Blake has been trying for years to get federally qualified health clinics to partner with his clinic. When the federal government set up the guidelines for federally-funded medical clinics to do dental care, they weren’t required to do comprehensive care. So when patients need sedation, root canals or oral surgery, Blake gets the referral but not the compensation, he said.
And finding Denti-Cal dentists who do sedation on children is difficult. Children on Denti-Cal in Santa Cruz County have to travel to Monterey County, states the Santa Cruz report. Children in Amador County must travel multiple hours for sedation, said Nina Machado, Executive director of First 5 Amador.
Prevention
According to the Little Hoover Commission only 14 percent of Denti-Cal’s $1.3 billion budget is spent on prevention. The other 86 percent is spent on drilling, filling, capping and extracting.
“We can’t just provide more and more services,” said Marcus, “We need prevention.”
In Amador County, access to Denti-Cal providers is almost nonexistent, Machado said. So she and pediatrician David Stone secured a $3,000 grant from Sutter Medical Group – Philanthropy for fluoride and dental kits. A local dentist office trained medical staff for free to do oral exams and apply fluoride varnish, which can be billed through Medi-Cal. So far the project has more than tripled the number of children treated through previous programs, Machado said.
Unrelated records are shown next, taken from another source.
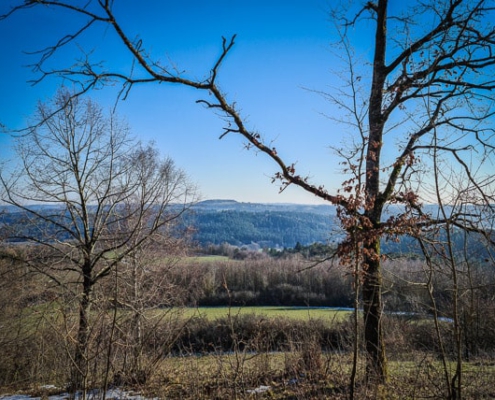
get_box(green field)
[186,306,351,321]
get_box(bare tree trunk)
[69,262,93,399]
[362,238,387,384]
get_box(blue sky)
[0,0,364,203]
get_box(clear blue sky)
[0,0,364,203]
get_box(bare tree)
[0,0,495,383]
[1,91,194,396]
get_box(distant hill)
[185,200,338,247]
[0,200,495,259]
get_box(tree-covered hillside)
[186,210,336,247]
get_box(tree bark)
[362,0,387,384]
[70,261,93,399]
[362,237,388,384]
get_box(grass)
[186,306,351,321]
[142,351,495,400]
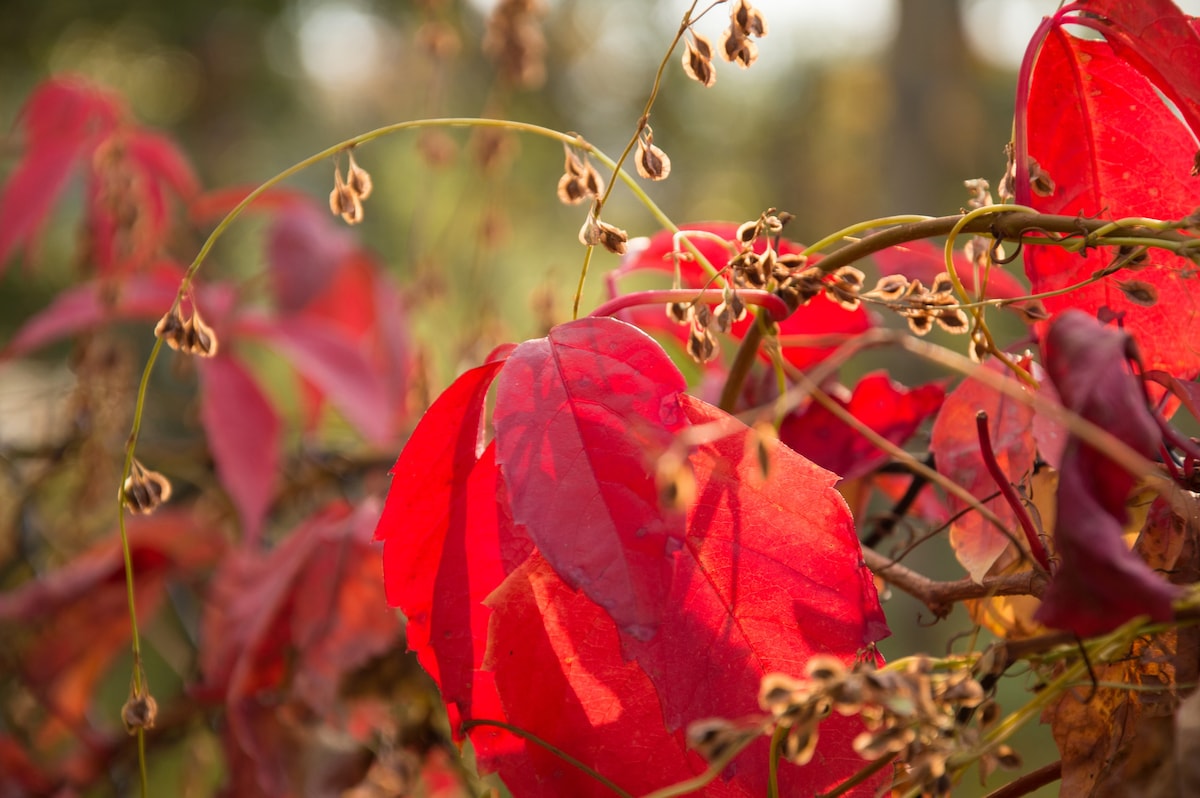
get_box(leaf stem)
[462,719,634,798]
[588,288,791,319]
[976,410,1050,574]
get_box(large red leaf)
[472,396,887,797]
[2,263,182,356]
[0,78,124,274]
[229,314,392,443]
[930,361,1037,582]
[199,503,401,796]
[779,371,946,480]
[1016,26,1200,378]
[1072,0,1200,134]
[494,318,684,638]
[481,553,739,798]
[608,222,870,368]
[376,360,530,739]
[198,353,280,540]
[0,509,226,756]
[625,396,888,796]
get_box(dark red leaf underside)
[1037,311,1178,637]
[494,318,684,637]
[1018,28,1200,379]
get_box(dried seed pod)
[180,308,217,358]
[667,302,695,324]
[932,307,971,334]
[804,654,846,685]
[635,126,671,180]
[962,178,994,208]
[730,0,767,38]
[122,460,170,515]
[683,31,716,89]
[121,692,158,734]
[1117,280,1158,307]
[929,271,954,296]
[154,307,185,349]
[1030,158,1055,197]
[688,324,718,362]
[784,724,818,764]
[864,275,908,302]
[329,168,362,224]
[346,151,374,202]
[721,25,758,70]
[851,726,917,762]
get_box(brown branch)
[988,760,1062,798]
[863,548,1048,618]
[812,211,1200,274]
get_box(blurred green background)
[0,0,1123,796]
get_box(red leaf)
[199,503,401,794]
[930,361,1036,582]
[188,185,312,222]
[2,263,184,358]
[494,318,685,638]
[473,553,729,798]
[473,396,887,796]
[198,353,280,540]
[779,371,946,480]
[236,314,392,443]
[0,78,124,274]
[1016,28,1200,378]
[376,360,530,751]
[1036,311,1180,637]
[624,396,888,796]
[0,509,226,752]
[608,222,870,368]
[1081,0,1200,134]
[266,203,355,312]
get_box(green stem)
[767,726,787,798]
[462,720,634,798]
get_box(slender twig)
[588,288,791,318]
[812,211,1200,272]
[863,548,1048,618]
[816,754,899,798]
[976,410,1050,574]
[863,454,934,548]
[986,760,1062,798]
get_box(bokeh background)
[0,0,1180,794]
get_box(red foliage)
[1037,311,1180,636]
[377,319,887,794]
[1016,2,1200,379]
[779,371,946,480]
[200,503,401,796]
[930,361,1036,580]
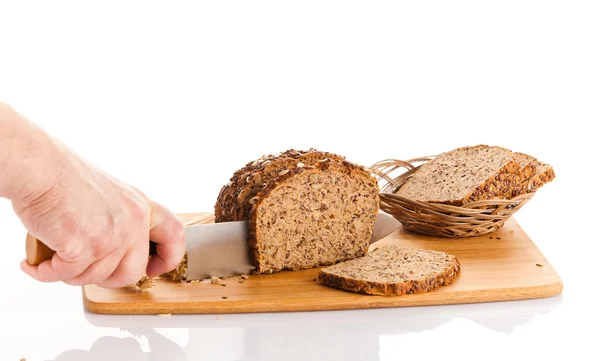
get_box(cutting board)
[83,213,563,314]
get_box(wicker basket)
[370,157,535,238]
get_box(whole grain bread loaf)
[319,245,460,296]
[397,145,521,206]
[215,148,345,222]
[250,159,379,273]
[215,149,379,273]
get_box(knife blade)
[185,212,400,280]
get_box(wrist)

Amador is applying with Sacramento County for up to $16 million of Dental Transformation Initiative funding for teledentistry, expanding partnerships with pediatricians, and training local agencies to educate residents about their dental options. The counties estimate that dental vans could serve two thirds of students at school sites, said Debra Payne, public health program planner for Sacramento County.
The Little Hoover Commission report highlighted Amador’s approach and Alameda County’s Healthy Kids, Healthy Teeth Project, based on the statewide ABCD program in Washington, as programs that should be piloted in other counties. ABCD dentists get assistance and incentives of 60 percent more than the state’s standard Medicaid reimbursement. County health departments, foundations, dental societies and nonprofits help pay for that.
Alameda County uses general fund money to pay dentists $20 per visit twice a year for treating Denti-Cal patients aged 0 to 5 and providing preventative services and family oral health education. Dentists give the county appointment slots and county staff help make appointments in multiple languages.
“We have a three-fold increase in utilization of services for children who go through the program compared to general Denti-Cal patients in our county,” said Baharak Amanzadeh, Dental Health Administrator for the Alameda County Public Health Department. Alameda is also applying for Dental Transformation Initiative money.
While Wallis of the California Dental Association called the initiative an unprecedented investment in Denti-Cal, it remains to be seen how effective these pilot projects will be, he said.
The Association has been calling for a comprehensive transformation of Denti-Cal.
Blake projects that increasing the reimbursement rates even slightly and simplifying the claims process would prompt many dentists to devote 10 percent of their practices to Denti-Cal patients.
“Private dentists just want to pay their bills,” he said.